For young founders, selfie sticks are as vital as funding

founder content – Startups increasingly expect founders to market in public—posting daily on social platforms to win attention, users, and even financing. But investors warn virality can’t replace retention and sustainable growth.
A new kind of founder toolkit is taking over: phones, cameras, and the willingness to be visible—often more than the pitch deck itself.
In one recent example.

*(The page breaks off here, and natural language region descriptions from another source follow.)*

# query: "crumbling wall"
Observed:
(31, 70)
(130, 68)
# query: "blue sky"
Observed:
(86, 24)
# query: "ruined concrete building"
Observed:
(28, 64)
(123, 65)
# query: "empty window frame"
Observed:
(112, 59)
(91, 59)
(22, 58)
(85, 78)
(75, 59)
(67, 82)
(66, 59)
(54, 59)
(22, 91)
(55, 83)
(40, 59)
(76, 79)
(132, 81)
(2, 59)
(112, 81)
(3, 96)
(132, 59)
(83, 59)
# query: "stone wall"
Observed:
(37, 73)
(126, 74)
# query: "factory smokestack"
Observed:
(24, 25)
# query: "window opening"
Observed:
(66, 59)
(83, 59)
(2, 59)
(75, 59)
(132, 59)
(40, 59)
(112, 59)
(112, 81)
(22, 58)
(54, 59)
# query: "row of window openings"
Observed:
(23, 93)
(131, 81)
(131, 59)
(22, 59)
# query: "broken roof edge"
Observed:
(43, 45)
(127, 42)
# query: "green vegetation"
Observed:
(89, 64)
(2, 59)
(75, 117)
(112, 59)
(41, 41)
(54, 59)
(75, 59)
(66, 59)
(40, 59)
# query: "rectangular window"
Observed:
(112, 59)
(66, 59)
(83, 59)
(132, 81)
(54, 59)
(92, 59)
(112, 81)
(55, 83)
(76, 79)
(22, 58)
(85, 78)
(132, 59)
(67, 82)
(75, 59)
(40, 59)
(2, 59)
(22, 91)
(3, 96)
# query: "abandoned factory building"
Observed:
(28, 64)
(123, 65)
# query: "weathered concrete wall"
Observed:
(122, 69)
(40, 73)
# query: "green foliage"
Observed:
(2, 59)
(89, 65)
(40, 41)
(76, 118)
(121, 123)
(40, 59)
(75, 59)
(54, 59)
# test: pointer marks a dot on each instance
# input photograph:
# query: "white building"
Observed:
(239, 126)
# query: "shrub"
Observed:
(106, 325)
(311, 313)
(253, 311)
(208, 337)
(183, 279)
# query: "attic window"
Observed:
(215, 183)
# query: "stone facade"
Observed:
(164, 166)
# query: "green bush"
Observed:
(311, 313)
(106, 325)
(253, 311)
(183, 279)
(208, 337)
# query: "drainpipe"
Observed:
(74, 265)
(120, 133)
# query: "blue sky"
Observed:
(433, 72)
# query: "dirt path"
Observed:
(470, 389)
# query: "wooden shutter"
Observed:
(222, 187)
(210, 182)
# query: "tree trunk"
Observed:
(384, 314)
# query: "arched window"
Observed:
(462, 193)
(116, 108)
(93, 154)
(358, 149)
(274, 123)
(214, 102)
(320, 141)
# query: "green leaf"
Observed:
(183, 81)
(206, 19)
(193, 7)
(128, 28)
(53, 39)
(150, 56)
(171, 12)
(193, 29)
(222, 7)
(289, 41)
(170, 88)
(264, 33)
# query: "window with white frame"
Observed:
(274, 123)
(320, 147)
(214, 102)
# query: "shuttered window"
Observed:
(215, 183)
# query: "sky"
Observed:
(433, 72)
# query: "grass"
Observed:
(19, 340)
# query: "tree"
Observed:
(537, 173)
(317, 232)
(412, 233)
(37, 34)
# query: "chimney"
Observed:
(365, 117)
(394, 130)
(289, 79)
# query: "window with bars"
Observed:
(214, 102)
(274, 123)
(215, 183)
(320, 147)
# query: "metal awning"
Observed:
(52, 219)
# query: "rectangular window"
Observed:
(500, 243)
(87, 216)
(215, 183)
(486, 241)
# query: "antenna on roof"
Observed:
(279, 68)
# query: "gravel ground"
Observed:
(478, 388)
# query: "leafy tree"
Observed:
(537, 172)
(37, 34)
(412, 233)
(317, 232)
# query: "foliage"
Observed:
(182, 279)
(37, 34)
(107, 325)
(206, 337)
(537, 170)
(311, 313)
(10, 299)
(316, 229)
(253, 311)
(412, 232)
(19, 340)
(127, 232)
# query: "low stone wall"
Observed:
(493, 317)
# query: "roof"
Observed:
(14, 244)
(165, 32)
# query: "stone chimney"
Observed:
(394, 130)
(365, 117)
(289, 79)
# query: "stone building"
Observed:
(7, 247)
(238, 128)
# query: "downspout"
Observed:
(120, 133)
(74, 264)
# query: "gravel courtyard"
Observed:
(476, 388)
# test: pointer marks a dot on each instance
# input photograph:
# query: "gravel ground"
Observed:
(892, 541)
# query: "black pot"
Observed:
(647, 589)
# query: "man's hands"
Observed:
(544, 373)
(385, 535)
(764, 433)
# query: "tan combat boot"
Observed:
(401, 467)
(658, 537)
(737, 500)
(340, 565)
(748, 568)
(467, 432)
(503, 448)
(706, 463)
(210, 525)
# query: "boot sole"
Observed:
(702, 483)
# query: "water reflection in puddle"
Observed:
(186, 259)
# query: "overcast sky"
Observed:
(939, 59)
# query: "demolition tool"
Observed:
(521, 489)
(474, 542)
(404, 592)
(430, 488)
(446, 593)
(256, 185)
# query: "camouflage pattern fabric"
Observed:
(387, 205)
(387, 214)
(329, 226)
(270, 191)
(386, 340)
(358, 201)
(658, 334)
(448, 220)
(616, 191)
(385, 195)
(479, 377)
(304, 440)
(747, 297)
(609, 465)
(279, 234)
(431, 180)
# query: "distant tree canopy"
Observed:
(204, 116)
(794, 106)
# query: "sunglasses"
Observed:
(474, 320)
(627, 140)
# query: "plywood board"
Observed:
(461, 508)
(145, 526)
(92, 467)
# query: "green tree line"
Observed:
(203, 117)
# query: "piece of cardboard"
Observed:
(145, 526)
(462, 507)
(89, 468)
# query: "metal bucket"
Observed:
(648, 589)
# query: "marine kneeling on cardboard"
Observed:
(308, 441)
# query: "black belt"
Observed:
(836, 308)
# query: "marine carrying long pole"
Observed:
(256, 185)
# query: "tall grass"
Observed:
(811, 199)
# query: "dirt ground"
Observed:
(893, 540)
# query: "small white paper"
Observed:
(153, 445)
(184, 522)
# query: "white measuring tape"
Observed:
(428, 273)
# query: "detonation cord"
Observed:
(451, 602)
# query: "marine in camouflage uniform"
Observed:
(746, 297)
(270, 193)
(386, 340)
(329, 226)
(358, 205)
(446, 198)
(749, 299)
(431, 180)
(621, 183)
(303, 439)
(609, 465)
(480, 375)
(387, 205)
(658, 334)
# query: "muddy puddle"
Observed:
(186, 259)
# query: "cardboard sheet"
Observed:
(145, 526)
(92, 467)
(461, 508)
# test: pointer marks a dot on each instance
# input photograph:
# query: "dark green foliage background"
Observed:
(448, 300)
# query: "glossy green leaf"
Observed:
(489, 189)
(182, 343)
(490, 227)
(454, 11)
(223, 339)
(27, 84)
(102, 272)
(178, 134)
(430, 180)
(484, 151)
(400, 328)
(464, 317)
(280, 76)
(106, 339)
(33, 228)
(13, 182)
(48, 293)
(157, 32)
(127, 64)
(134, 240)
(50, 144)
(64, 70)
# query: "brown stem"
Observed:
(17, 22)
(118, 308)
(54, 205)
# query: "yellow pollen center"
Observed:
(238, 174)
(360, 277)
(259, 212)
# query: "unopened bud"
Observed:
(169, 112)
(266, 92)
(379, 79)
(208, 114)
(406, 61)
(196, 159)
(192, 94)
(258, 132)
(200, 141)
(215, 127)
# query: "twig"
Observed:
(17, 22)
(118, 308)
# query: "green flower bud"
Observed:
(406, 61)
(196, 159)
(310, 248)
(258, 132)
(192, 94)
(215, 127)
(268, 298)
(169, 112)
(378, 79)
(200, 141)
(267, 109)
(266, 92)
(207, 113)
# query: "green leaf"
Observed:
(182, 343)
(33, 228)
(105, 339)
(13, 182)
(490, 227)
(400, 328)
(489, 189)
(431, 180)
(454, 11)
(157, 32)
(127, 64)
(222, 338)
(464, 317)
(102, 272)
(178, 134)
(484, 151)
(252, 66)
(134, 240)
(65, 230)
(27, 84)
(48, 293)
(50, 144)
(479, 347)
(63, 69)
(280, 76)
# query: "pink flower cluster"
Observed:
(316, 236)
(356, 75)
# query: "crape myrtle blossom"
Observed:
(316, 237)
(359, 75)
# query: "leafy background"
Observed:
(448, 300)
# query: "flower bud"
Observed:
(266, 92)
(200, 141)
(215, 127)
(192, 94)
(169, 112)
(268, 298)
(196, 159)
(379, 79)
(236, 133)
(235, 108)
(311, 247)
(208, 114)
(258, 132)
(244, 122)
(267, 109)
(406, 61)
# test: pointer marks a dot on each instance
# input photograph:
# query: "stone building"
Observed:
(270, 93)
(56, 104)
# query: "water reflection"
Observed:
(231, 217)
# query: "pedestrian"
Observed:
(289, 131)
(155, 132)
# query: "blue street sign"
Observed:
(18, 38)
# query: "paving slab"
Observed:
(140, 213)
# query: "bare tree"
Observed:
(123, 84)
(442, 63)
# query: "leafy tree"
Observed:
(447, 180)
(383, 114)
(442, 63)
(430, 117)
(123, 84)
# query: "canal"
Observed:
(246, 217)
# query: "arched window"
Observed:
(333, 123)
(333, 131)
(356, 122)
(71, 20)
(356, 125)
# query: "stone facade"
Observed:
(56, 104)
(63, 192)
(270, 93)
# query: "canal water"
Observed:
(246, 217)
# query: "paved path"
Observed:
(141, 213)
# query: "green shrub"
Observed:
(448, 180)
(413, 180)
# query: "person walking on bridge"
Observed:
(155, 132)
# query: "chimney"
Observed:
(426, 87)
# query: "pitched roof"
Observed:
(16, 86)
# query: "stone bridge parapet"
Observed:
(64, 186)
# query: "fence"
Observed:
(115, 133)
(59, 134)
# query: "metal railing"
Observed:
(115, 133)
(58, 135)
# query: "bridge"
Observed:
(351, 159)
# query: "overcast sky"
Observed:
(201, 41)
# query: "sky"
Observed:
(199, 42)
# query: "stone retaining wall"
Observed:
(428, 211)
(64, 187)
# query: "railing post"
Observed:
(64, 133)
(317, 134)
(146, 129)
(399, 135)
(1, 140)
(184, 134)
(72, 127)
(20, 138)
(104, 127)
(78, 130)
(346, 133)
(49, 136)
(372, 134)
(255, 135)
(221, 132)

Myles Slayton. the 23-year-old CEO behind dating app Cerca. started posting multiple videos a day on TikTok and Instagram while walking through New York City.. He didn’t treat his content like traditional advertising.. Instead, he shared dating advice in everyday moments—rarely mentioning Cerca in the post itself.. The results were swift and measurable: millions of views. tens of thousands of followers. street recognition. and—crucially—new users for his company.
That pattern is becoming common in the startup world, particularly for young founders marketing to young audiences.. Slayton describes the pressure plainly: when you’re competing for attention in the same feeds where your potential customers spend their time. staying offline isn’t neutral—it can put you behind.. In his view, posting isn’t a hobby; it’s part of the job.
Under the hood, the shift is changing how startups think about growth.. Founders once focused mainly on product iteration and sales conversations.. Now many are also treating their own profiles like growth channels, building an identity that audiences can recognize and follow.. Claire Lee. a 25-year-old cofounder of social app Selleb. describes how content work can consume a large portion of a founder’s day.. Her experience isn’t unusual: in today’s attention economy. “talking their book” has become as important as building the product.
The strategy is simple: if your competitors are showing up online, your absence becomes a signal.. Venture capitalists increasingly screen for that signal.. Lester Chen. an investor who works with startups. argues that the product no longer sells itself in a world where customers discover apps through feeds and recommendations as much as through app store searches.. For investors. a founder’s ability to communicate—clearly. consistently. and with enough momentum to reach an audience—helps determine whether the startup can keep growing after the initial launch.
This has fueled a broader trend sometimes grouped under “building in public.” Instead of waiting for traditional press coverage or writing occasional manifesto-style blogs. founders share the behind-the-scenes details of launching. iterating. and navigating early growth.. New media efforts inside venture firms reflect this shift: the narrative battle now happens where audiences already are—podcasts. social platforms. and creator-led channels that move faster than traditional publicity cycles.
But visibility comes with trade-offs, and the risks go beyond taking time away from building.. Some founders burn out under the constant pressure to post.. Slayton calls it “homework. ” and the emotional weight becomes part of the business equation when content demands scale faster than a young team’s bandwidth.. Eliza Wu. a 31-year-old cofounder of Corner. describes how learning viral formats took intense time investment—from watching reels frame by frame to testing what actually holds attention.. Even when content works, it is labor, not magic.
There’s also a more strategic challenge: virality can be powerful enough to create a surge in downloads and app store movement—but that doesn’t guarantee long-term success.. Megan Lightcap. an investor. compares optimized virality to “sugar water.” It feels satisfying and fast. but it doesn’t replace the fundamentals that keep a startup alive: retention. monetization. and the ability to convert attention into repeat use.. Viral growth that fades quickly can leave founders scrambling for the next content cycle rather than improving the product.
Some startups have learned this the hard way.. Viral AI companies. including ones that used rage-bait style content to gain traction. have faced criticism when their early momentum didn’t align with real business durability.. In these cases, the audience’s appetite for spectacle can outpace the company’s ability to deliver consistent value.. That mismatch can become expensive—financially, reputationally, and operationally—as the company gets pulled into a loop of chasing clicks.
At the same time, the “founder as influencer” model isn’t entirely new.. It echoes the trajectory of celebrity founders from earlier eras, where public visibility helped build distribution and brand identity.. What’s changed is scale and expectation.. Now, it’s increasingly difficult for founders—especially those without large marketing budgets—to rely solely on conventional branding.. The founder’s face, voice, and narrative become part of the product’s marketing infrastructure.
Yet the strongest takeaway from Misryoum’s view of this shift is that posting is no longer just a marketing tactic; it’s becoming a competitive capability.. The real question isn’t whether founders should be visible.. It’s whether they can translate attention into sustainable outcomes—keeping users. improving retention. and building revenue engines that don’t depend on the next viral moment.. If founders get the balance right, public content becomes a bridge between early curiosity and real product-market fit.. If they don’t, the attention machine can become a distraction that burns time faster than it builds a business.